Here, the threat hangs over everything. The fabulous wild partying in It’s A Sin is - we know - setting us up for the horrible crash which is to come. It’s Paradise, but with the Devil slithering in.

As with Queer as Folk, we follow a group of friends. Ritchie (played by pop star Olly Alexander) has narrow-minded parents on the Isle of Wight who can never know he is gay. Roscoe has to run away from his Nigerian family when they threaten to send him back to their village. Colin has come to London from Wales to work in Saville Row, where he meets a charming and cultured gay man (played by American TV star Neil Patrick Harris) - who is (sorry, spoiler), the first character we see when he’s sick. Ash is Ritchie’s sometime lover. The group is bound together by Jill (Lydia West, a Davies alumna from Years and Years), whom Ritchie meets at university.

In a sense it is Jill’s journey we most closely follow - up to her inevitable confrontation with Ritchie’s mother (played with terrifying uptight rage by Keeley Hawes). It is she who first takes the threat of this new disease seriously; she who sees most clearly what is happening to young gay men and why.

It’s a pity, therefore, and my one substantial criticism of the show, that the character has so little life beyond her relationship with these men. She seems to have no emotional, romantic or sexual existence outside of them at all (okay, we meet her lovely mum and dad), and is pretty much from start to finish an almost-literal angel.

Indeed, Ritchie’s mother throws this at her ("Where’s your boyfriend?" she asks angrily); but this feels like an afterthought rather than a deliberate feature of the character.

It is my only substantial criticism, though. I watched all five hours of It’s A Sin in one day, glued to it. I laughed and I cried. And I don’t think you can ask for much more than that. It is surprising, moving - though far from the relentlessly bleak story you might expect with this subject matter - and very entertaining.
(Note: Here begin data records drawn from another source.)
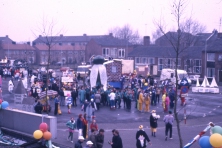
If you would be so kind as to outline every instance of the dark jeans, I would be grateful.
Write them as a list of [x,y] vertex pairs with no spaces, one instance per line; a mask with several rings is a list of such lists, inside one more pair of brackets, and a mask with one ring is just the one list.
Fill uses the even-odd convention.
[[172,124],[167,123],[165,126],[165,135],[168,136],[168,131],[170,130],[170,138],[172,138]]

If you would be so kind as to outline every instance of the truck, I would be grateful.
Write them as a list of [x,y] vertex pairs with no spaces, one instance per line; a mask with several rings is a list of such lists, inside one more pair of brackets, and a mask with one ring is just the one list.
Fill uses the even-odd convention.
[[[189,85],[191,85],[191,80],[185,70],[177,69],[177,75],[178,75],[178,83],[180,84],[181,80],[183,78],[186,78]],[[175,69],[162,69],[161,75],[160,75],[160,81],[164,80],[171,80],[174,84],[176,83],[176,77],[175,77]]]

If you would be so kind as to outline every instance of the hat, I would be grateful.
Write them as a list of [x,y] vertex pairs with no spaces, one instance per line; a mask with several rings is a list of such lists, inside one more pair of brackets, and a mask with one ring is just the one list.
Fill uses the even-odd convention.
[[93,143],[92,143],[92,141],[87,141],[86,144],[89,145],[89,144],[93,144]]
[[84,137],[83,137],[83,136],[79,136],[78,139],[79,139],[79,140],[84,140]]
[[140,126],[139,126],[139,129],[143,129],[143,125],[140,125]]
[[152,111],[151,111],[151,113],[155,113],[155,112],[156,112],[156,110],[152,110]]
It is a feature of Davies’ writing that sometimes you hear his voice above the character’s as he climbs on his soap box. But this is a drama with a point to make, and if soap boxes sometimes have their place, this is one of them.

Now that the dread of AIDS has faded - medication means most people who contract HIV are able to live long and healthy lives (though there are worries about consequent abandonment of safer sex practices by younger gay men) - it would be easy to forget what it was like. We should not forget.

It’s A Sin, which I’m sure will be watched by a few million people at least, is a powerful antidote to forgetting.